In this paper, we review a body of work which instead considers agents that use formal proofs to reason about their successors, an approach first proposed by Yudkowsky and Herreshoff (2013). In particular, following these authors, we consider agents which will only perform actions (such as self-modifications) if they can prove that these actions are, in some formal sense, “safe″. We do not argue that this is a realistic way for smarter-than-human agents to reason about potential actions; rather, formal proofs seem to be the best formal model of abstract reasoning available at present, and hence currently the most promising vehicle for studying Vingean reflection.
There is, of course, no guarantee that results obtained in this setting will generalize to whatever forms of reasoning realistic artificial agents will employ. However, there is some reason for optimism: at least one such result (the procrastination paradox [Yudkowsky 2013], discussed in Section 4) both has an intuitive interpretation that makes it seem likely to be relevant beyond the domain of formal proofs, and has been shown to apply to one existing model of self-referential reasoning under logical uncertainty (Fallenstein 2014b).

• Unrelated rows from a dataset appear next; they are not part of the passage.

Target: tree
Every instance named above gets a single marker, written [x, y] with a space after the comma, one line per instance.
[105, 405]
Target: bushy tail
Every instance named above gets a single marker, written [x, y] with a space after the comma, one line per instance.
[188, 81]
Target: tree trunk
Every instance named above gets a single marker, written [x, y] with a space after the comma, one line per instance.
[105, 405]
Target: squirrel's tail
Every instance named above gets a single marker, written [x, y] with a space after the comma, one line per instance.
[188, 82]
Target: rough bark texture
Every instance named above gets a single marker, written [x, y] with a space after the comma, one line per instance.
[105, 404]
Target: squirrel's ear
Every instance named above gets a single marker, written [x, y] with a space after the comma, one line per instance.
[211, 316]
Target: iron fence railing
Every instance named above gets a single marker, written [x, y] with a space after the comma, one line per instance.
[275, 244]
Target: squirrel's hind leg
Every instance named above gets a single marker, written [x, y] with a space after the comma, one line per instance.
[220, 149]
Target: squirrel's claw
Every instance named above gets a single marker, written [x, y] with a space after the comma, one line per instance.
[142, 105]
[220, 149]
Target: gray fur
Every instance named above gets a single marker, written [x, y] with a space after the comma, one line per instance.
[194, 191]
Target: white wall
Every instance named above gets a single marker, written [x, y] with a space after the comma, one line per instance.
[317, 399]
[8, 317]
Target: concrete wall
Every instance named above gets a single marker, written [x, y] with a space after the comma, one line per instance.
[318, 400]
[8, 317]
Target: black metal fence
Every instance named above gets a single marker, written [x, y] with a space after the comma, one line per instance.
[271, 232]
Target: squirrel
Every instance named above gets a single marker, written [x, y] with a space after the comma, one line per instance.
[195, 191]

The study of Vingean reflection in a formal logic framework also has merit in its own right. While formal logic is not a good tool for reasoning about a complex environment, it is a useful tool for reasoning about the properties of computer programs. Indeed, when humans require extremely high confidence in a computer program, they often resort to systems based on formal logic, such as model checkers and theorem provers (US DoD 1985; UK MoD 1991). Smarter-than-human machines attempting to gain high confidence in a computer program may need to use similar techniques. While smarter-than-human agents must ultimately reason under logical uncertainty, there is some reason to expect that high-confidence logically uncertain reasoning about computer programs will require something akin to formal logic.

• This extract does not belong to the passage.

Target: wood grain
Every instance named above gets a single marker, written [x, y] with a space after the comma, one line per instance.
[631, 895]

The remainder of this paper is structured as follows. In the next section, we discuss in more detail the idea of requiring an agent to produce formal proofs that its actions are safe, and discuss a problem that arises in this context, the Löbian obstacle (Yudkowsky and Herreshoff 2013): Due to Gödel’s second incompleteness theorem, an agent using formal proofs cannot trust the reasoning of future versions using the same proof system. In Section 4, we discuss the procrastination paradox, an intuitive example of what can go wrong in a system that trusts its own reasoning too much. In Section 5, we introduce a concrete toy model of self-rewriting agents, and discuss the Löbian obstacle in this context. Section 6 reviews partial solutions to this problem, and Section 7 concludes.